Aujourd’hui, l’apaisement est la première urgence. Le conflit s’est envenimé autour de la pression des taxes sur le prix des carburants, et donc sur l’étranglement de certaines catégories de personnes qui ne peuvent pas se passer de se déplacer, à trop grands frais, pour pouvoir travailler.

Mais très vite d’autres motifs se sont ajoutés qui coalisent des attentes contradictoires ou tout simplement juxtaposées. Parmi celles-ci, certaines que j’ai énoncées plus haut se trouvent plus ou moins mises en lumière.

Passer à l’action politique, c’est-à-dire à la responsabilité, au dialogue, aux propositions à discuter, à la représentation, voilà l’étape d’aujourd’hui. On sent bien que le coeur n’est pas encore prêt à ce passage … mais c’est une étape nécessaire ; il n’y a pas de société qui tienne sans cela.

Personne ne peut vraiment nier qu’il existe une urgence écologique, un réel besoin de diminuer l’empreinte de notre activité humaine sur la bonne santé de notre planète. Et l’accroissement de nos demandes énergétiques réagit, on le voit clairement, sur ceux qui ont le moins de capacité financière, les plus pauvres ; elle est bien vraie l’analyse du Pape François : « Tout est lié ! » (9 fois dans l’encyclique Laudato si’) : il nous faut « écouter tant la clameur de la terre que la clameur des pauvres. » Laudato si’, n°49.

On aura beau dire qu’on ne peut pas être un jour pour la modération de la consommation énergétique et le lendemain pour continuer à épuiser nos ressources. Mais voilà : on ne peut pas continuer à réduire à l’indigence ceux qui ont déjà du mal à vivre tout simplement. Les changements trop brusques de cap ne peuvent que cabrer…

Je prie Dieu notre Père chaque jour en lui confiant notre pays pour qu’il nous conduise sur les chemins du bien commun, de la justice et de la fraternité.

J’invite tous ceux qui le veulent à rejoindre les célébrations dans les églises ou à s’unir par la pensée ou en petits groupes aux prières qui montent vers le Seigneur pour notre peuple.

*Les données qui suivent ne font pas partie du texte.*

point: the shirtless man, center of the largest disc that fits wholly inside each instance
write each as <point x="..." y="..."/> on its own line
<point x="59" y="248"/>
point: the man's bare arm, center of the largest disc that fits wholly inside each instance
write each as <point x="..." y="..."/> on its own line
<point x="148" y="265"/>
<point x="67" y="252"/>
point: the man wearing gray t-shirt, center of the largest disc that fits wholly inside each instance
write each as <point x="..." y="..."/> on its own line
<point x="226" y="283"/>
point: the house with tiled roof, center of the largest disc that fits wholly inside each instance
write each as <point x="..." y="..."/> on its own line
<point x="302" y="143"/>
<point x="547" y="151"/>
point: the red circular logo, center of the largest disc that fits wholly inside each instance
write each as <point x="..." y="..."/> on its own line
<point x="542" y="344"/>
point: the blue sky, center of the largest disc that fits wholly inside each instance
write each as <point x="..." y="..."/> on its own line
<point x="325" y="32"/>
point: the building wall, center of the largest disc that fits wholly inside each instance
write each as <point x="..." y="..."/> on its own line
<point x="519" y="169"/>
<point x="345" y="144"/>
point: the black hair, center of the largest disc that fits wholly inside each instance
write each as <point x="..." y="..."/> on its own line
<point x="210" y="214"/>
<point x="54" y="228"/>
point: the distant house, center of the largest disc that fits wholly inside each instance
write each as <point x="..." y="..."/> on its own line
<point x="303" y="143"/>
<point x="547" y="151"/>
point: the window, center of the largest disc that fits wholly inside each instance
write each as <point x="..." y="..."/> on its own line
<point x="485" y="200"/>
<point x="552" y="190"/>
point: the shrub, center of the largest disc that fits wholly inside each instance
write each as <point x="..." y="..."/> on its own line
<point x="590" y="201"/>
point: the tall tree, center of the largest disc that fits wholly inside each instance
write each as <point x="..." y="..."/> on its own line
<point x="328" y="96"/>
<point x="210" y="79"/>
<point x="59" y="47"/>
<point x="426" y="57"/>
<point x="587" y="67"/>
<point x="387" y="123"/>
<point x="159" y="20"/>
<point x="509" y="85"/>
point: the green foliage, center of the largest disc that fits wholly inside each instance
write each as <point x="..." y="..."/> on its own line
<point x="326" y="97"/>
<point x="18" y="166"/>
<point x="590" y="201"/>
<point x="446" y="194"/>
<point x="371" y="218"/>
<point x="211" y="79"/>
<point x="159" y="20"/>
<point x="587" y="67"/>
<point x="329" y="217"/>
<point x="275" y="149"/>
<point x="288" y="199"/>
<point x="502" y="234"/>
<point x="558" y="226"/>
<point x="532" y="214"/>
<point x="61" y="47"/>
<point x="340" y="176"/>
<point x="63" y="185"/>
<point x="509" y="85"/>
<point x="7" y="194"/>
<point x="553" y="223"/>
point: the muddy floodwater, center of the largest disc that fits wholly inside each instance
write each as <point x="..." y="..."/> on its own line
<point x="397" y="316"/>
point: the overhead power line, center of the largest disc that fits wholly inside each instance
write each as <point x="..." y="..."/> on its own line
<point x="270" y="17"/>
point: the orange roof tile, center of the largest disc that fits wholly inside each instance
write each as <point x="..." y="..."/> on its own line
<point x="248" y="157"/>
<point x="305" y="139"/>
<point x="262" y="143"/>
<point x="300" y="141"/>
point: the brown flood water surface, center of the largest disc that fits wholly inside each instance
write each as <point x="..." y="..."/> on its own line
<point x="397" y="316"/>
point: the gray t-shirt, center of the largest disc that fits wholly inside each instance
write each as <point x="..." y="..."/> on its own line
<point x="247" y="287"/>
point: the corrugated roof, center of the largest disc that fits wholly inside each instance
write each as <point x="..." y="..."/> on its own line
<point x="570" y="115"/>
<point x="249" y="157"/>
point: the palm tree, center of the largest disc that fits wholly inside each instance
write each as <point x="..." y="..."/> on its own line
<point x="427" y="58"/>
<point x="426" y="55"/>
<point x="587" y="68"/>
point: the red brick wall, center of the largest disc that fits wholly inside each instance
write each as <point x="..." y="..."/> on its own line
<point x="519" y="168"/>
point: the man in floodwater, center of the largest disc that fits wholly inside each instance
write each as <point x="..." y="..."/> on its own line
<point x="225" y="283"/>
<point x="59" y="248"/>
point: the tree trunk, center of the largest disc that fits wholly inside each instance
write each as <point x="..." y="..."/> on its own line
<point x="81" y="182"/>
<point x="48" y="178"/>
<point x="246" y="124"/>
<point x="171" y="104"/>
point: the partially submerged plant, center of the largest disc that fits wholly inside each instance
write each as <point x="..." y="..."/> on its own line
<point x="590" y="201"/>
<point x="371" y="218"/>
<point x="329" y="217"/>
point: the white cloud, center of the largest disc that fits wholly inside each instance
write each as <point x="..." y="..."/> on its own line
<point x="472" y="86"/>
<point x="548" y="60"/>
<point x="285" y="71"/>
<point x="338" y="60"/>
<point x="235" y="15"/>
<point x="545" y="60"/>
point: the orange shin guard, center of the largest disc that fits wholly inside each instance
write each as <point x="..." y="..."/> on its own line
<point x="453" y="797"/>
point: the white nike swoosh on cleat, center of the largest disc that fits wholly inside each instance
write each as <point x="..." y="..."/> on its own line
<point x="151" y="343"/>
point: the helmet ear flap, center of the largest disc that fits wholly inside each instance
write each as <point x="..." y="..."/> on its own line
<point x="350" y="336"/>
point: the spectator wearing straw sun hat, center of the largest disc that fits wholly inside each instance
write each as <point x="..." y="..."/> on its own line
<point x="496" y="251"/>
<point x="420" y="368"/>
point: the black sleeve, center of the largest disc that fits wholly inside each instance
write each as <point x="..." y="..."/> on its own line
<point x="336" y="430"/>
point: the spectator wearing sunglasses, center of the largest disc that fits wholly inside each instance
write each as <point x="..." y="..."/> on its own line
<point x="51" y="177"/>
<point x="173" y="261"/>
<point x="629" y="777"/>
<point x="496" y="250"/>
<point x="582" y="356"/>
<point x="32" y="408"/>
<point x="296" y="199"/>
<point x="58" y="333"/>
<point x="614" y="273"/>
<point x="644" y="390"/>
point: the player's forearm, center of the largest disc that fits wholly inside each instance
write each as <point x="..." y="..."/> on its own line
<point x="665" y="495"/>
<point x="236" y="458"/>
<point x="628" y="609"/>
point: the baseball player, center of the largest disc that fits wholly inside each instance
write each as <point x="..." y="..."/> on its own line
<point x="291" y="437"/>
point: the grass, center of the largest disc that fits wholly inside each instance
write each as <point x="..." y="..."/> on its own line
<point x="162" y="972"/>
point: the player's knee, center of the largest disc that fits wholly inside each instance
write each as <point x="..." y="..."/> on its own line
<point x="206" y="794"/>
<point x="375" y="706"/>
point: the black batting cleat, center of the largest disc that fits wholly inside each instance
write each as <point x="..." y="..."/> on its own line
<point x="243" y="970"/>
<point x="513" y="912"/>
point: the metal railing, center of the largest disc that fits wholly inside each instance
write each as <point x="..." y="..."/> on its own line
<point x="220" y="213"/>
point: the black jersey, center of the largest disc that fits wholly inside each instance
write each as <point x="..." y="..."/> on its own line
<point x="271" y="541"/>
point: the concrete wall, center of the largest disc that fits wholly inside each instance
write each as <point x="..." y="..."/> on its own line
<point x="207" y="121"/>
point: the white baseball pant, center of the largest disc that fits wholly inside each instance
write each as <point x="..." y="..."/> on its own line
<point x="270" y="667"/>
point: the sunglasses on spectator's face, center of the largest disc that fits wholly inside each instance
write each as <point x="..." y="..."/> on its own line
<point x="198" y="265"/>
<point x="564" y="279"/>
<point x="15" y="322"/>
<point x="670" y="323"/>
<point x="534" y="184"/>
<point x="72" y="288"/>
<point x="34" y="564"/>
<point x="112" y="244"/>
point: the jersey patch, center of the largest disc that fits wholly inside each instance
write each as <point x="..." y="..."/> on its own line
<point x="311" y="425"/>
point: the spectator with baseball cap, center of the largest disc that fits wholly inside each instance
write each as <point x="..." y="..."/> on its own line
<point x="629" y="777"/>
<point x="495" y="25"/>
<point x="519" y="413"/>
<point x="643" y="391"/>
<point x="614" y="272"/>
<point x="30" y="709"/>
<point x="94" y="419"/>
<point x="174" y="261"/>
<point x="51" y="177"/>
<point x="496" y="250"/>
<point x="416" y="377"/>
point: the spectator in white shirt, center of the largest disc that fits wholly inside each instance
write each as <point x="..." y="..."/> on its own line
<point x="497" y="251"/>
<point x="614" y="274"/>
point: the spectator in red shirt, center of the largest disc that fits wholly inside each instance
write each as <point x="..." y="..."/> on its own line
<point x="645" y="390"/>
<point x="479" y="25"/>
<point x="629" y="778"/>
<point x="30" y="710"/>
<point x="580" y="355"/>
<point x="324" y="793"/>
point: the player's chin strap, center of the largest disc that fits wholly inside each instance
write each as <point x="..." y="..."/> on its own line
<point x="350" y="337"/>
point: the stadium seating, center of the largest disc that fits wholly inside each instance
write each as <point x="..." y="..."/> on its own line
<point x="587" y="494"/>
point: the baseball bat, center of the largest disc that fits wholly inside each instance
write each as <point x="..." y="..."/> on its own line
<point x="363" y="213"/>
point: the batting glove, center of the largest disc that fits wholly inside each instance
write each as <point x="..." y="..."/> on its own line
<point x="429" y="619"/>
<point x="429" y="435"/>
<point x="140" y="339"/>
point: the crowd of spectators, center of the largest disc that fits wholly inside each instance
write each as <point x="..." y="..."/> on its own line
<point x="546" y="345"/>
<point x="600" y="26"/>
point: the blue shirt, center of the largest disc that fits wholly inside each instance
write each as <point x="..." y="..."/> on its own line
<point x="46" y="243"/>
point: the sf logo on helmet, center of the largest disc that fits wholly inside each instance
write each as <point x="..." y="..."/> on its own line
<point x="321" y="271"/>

Si nous le voulons, nous pouvons prier ainsi :

Seigneur, donne à notre pays de chercher les chemins de la justice et de la fraternité. À ceux qui exercent les plus hautes responsabilités le courage et le discernement. À ceux qui souffrent de grandes difficultés pour vivre de combattre sans violence. À tous de chercher les voies du bien commun, par le dialogue et le respect mutuel. Et à tout notre peuple de vivre dans la confiance et le goût de l’avenir.